Saturday, August 6, 2022

Music Reviews: Debra Devi: Jamification Station Volume 1

Debra Devi
Jamification Station Volume 1
Decades ago I used to agree with some classical or jazz musical snobs (critics and musicians) that live performances without any overdubs were the "real" measure of talent because after all as everyone knew, overdubs were only used to show off unnecessarily or fix mistakes. If you really were about your business you would bring it live. 

This was of course bulls***!  
Any talented musician, composer, or performer will make you recognize his or her skill regardless of the tools or environment that he or she uses. However I do enjoy listening to live music. There's still something special to me about hearing musicians perform in real time with no net.

With the onset of the Covid Pandemic the singer and musician Debra Devi wasn't as able to perform live at concerts as she had previously. Undeterred, she and her band created a number of weekly livestream concerts, some of which Devi recently produced and released as the EP Jamification Station Volume 1. No overdubs, no retakes-what you hear is how it was.

There are three original songs and one cover. Vocally, Devi has a clear high soprano which can sometimes be drowned out by bass, drums, and guitar.

Fortunately that wasn't the case here. The EP usually has a good contrast between Devi's vocals, her guitar, and the rest of the band. There's especially fun interplay between Devi's guitar and Martin Schmid's keyboards. 

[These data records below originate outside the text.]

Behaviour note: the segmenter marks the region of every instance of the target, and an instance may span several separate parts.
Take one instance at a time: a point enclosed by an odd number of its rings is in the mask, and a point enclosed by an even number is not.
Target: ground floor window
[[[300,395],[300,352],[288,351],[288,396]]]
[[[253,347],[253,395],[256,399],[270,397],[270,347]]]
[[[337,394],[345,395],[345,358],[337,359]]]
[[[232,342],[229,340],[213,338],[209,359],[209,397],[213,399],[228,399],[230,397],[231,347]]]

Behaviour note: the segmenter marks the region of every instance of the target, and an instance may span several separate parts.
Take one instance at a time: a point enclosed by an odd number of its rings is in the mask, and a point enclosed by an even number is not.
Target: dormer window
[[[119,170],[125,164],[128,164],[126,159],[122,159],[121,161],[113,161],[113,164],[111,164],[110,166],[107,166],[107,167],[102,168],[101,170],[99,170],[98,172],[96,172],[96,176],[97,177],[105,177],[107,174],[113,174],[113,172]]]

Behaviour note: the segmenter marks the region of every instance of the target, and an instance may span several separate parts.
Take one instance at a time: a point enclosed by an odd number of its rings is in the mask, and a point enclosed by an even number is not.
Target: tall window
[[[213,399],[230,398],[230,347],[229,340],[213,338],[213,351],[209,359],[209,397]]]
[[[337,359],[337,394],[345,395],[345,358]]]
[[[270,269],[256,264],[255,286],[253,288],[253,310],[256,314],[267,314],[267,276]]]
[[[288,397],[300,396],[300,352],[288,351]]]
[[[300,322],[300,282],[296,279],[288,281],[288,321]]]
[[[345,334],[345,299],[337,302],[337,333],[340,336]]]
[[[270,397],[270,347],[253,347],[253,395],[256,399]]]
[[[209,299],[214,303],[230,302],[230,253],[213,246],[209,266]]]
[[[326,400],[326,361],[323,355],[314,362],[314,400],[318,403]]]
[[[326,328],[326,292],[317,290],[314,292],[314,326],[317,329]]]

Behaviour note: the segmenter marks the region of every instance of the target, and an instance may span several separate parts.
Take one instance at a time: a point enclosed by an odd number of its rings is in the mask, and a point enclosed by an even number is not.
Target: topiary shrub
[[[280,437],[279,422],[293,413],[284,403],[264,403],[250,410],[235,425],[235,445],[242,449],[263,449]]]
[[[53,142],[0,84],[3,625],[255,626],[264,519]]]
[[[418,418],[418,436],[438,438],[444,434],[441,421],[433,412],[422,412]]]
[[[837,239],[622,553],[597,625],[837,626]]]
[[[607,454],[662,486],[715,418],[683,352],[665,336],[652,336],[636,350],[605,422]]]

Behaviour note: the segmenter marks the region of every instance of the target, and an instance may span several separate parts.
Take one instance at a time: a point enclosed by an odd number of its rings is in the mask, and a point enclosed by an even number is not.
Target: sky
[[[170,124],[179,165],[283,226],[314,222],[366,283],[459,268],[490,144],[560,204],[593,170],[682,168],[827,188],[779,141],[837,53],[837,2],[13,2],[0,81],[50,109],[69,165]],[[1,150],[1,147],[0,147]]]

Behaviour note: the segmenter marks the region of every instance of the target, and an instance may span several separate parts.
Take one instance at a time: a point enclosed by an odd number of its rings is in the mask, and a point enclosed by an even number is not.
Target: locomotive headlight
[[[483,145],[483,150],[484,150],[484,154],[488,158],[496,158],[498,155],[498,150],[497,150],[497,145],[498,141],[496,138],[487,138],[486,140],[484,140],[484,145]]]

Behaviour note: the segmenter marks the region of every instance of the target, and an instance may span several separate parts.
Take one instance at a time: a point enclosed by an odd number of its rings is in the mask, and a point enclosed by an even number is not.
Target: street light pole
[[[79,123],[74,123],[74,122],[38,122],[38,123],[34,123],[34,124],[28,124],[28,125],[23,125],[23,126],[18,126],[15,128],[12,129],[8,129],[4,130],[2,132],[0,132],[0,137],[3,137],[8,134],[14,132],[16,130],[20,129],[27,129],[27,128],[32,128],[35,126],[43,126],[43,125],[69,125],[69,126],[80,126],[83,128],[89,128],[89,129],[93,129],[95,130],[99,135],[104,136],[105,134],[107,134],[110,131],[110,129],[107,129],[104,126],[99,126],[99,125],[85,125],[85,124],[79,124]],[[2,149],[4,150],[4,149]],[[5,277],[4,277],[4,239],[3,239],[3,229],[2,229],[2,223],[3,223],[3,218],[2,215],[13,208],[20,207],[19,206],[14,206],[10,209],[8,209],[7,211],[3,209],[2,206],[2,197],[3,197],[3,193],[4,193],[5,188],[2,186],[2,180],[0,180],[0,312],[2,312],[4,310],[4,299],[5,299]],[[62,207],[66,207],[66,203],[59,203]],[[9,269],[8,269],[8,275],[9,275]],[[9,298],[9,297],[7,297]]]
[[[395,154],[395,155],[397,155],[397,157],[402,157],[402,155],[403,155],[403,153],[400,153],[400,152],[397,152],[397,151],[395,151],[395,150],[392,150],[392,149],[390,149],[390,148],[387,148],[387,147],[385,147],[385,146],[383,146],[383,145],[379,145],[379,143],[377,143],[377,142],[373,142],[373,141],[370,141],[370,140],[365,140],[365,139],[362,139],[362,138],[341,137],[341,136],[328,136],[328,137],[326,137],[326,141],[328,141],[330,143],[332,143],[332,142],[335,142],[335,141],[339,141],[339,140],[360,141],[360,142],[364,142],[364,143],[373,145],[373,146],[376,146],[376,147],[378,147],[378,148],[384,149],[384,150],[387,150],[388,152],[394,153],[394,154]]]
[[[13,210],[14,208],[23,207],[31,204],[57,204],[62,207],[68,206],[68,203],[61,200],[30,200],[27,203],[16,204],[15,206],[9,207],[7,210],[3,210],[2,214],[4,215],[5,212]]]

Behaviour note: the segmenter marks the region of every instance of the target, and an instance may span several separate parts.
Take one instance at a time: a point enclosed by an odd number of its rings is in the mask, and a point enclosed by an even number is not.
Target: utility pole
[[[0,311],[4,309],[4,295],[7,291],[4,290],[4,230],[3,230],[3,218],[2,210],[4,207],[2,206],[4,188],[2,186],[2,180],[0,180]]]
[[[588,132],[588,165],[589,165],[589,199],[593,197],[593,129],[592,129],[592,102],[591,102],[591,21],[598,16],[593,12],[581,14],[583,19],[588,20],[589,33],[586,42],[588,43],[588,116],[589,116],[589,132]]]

With some bands chordal instruments like guitars and keyboards can get in each other's way. That doesn't happen here, not least because Devi and Schmid are listening to each other.

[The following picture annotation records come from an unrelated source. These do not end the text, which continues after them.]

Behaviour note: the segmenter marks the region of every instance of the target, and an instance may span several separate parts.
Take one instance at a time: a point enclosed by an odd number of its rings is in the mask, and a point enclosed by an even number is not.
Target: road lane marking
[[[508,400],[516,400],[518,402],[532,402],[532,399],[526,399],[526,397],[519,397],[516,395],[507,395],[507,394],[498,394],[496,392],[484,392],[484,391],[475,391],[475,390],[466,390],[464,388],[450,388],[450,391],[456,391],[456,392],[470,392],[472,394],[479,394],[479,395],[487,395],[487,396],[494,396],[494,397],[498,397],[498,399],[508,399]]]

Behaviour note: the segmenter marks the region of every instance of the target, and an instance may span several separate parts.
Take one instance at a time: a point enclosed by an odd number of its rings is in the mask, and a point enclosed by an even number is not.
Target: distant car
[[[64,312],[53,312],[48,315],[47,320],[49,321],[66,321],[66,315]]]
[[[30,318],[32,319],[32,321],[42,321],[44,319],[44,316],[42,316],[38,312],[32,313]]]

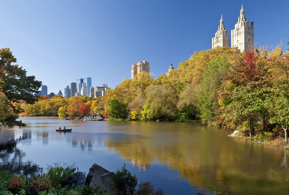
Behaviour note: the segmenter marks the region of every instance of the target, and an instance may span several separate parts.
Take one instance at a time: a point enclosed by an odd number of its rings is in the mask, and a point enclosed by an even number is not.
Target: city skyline
[[[92,86],[113,89],[131,77],[132,64],[144,60],[156,77],[171,63],[177,69],[194,52],[211,48],[221,15],[233,29],[242,4],[254,22],[254,41],[274,46],[283,39],[289,48],[288,1],[110,3],[3,2],[1,47],[10,47],[27,75],[55,94],[79,75],[92,77]],[[132,17],[139,8],[145,14]]]

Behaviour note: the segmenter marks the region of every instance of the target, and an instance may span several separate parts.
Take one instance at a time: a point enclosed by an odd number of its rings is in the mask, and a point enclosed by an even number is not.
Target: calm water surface
[[[2,128],[0,162],[17,156],[45,167],[58,160],[86,172],[94,163],[115,172],[125,163],[139,183],[149,181],[170,194],[209,194],[217,186],[289,194],[288,151],[235,140],[214,125],[61,118],[21,117],[27,127]],[[72,131],[56,132],[64,125]],[[17,154],[4,155],[12,142]]]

Devi's guitar solos are muscular and incisive without becoming turgid. The longest piece is five minutes but it doesn't feel over stuffed. Before Devi sang Hendrix's "Crosstown Traffic" I had forgotten that the lyrics are about the singer (a man) telling a woman despite the fun they had he's gotta go because there's better things on the other side of town. It is interesting to hear this song gender flipped. 

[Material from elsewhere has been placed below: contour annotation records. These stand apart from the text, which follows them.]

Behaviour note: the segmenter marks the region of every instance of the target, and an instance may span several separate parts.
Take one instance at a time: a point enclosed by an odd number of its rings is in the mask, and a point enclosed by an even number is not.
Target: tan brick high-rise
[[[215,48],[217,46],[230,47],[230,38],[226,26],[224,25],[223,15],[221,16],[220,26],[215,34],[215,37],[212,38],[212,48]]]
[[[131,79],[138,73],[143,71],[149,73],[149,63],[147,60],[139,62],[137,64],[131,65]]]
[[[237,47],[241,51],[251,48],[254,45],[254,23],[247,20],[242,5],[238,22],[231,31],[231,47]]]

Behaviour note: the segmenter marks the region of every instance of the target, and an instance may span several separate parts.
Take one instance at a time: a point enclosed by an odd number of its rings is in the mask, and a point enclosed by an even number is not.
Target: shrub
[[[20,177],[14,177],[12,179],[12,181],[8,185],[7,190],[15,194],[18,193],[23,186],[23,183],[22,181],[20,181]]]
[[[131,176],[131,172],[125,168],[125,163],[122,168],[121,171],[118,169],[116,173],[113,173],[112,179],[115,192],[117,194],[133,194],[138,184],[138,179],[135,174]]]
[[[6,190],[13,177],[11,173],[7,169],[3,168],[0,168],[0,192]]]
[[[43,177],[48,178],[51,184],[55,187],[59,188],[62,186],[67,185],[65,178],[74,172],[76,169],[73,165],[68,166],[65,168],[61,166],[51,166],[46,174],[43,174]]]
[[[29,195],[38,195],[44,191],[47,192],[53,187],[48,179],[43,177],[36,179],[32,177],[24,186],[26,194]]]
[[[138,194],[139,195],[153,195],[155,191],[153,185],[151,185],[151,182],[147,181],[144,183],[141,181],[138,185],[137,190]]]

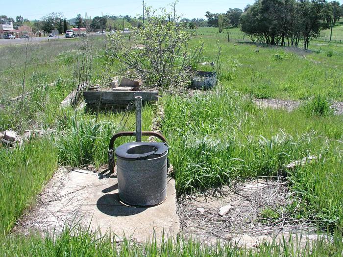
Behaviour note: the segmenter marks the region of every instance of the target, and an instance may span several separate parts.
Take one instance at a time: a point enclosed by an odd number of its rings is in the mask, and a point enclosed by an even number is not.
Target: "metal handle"
[[[153,131],[142,131],[141,135],[143,136],[153,136],[160,139],[163,142],[167,142],[167,140],[161,134]],[[137,136],[137,132],[122,131],[115,134],[110,140],[110,144],[108,147],[108,164],[110,174],[114,172],[114,166],[115,163],[114,162],[114,141],[121,137],[133,137]]]

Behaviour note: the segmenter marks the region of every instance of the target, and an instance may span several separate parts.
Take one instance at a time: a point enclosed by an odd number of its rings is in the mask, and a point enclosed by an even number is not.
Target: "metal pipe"
[[[163,135],[153,131],[142,131],[142,135],[143,136],[152,136],[160,139],[162,142],[167,142],[167,140]],[[121,137],[133,137],[136,135],[135,132],[130,131],[121,131],[115,134],[110,140],[110,144],[108,147],[108,164],[110,173],[114,172],[114,166],[115,165],[114,162],[114,141],[115,140]]]
[[[142,142],[142,96],[135,97],[136,103],[136,141]]]

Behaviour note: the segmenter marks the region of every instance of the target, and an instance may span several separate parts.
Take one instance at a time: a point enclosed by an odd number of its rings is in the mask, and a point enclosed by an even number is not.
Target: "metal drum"
[[[133,206],[148,207],[167,197],[168,147],[166,143],[135,142],[116,149],[119,197]]]

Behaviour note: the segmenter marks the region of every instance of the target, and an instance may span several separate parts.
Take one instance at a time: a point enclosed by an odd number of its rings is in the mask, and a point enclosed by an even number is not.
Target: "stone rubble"
[[[23,144],[24,141],[28,141],[31,138],[49,136],[55,132],[55,130],[50,128],[48,128],[46,130],[28,129],[25,130],[21,136],[13,130],[5,130],[2,133],[0,132],[0,143],[2,143],[7,147],[21,146]]]
[[[196,208],[196,210],[200,212],[200,214],[204,214],[204,212],[205,212],[205,209],[202,207]]]
[[[222,206],[219,208],[218,213],[220,216],[222,217],[229,212],[229,210],[230,210],[232,207],[232,206],[230,204]]]

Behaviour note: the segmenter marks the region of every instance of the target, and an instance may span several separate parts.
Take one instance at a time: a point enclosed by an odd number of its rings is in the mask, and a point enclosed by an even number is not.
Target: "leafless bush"
[[[190,49],[189,41],[196,33],[183,29],[174,5],[172,13],[159,15],[146,8],[146,23],[131,33],[129,44],[123,33],[108,36],[106,55],[119,61],[120,75],[127,76],[130,71],[129,76],[142,78],[143,87],[148,89],[170,91],[190,83],[203,44]]]

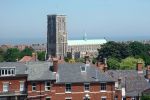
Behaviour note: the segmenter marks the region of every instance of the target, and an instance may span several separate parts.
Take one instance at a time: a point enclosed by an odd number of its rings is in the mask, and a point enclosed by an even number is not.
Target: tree
[[[7,62],[16,62],[19,57],[20,51],[17,48],[7,49],[6,53],[4,54],[4,59]]]
[[[116,58],[108,58],[107,60],[108,69],[119,69],[120,62]]]
[[[150,100],[150,95],[142,95],[141,100]]]
[[[144,60],[141,58],[127,57],[121,60],[120,69],[136,69],[136,64],[142,62],[144,66]]]
[[[128,44],[117,43],[114,41],[110,41],[102,45],[102,48],[99,49],[98,51],[99,51],[98,58],[113,57],[113,58],[118,58],[118,59],[124,59],[131,55],[131,50]]]
[[[45,51],[37,52],[38,60],[45,61]]]
[[[32,56],[33,49],[26,47],[24,50],[20,53],[20,58],[24,56]]]
[[[133,56],[142,55],[142,54],[146,53],[146,48],[145,48],[144,44],[142,44],[140,42],[137,42],[137,41],[131,42],[129,44],[129,47],[131,49]]]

I like slower music so "Get Free" is likely my favorite song, with a very nasty solo that is reminiscent of some of Robin Trower's work. Close behind that is "The River" which seemingly is about lost love, always a good artistic topic. The EP has good production values. The bass is thick and defined without booming. The drums don't drown out other musicians. An EP release should make you look forward to the artist's future plans. I think that Jamification Volume 1  did that.  Give it a listen anywhere you get your streaming.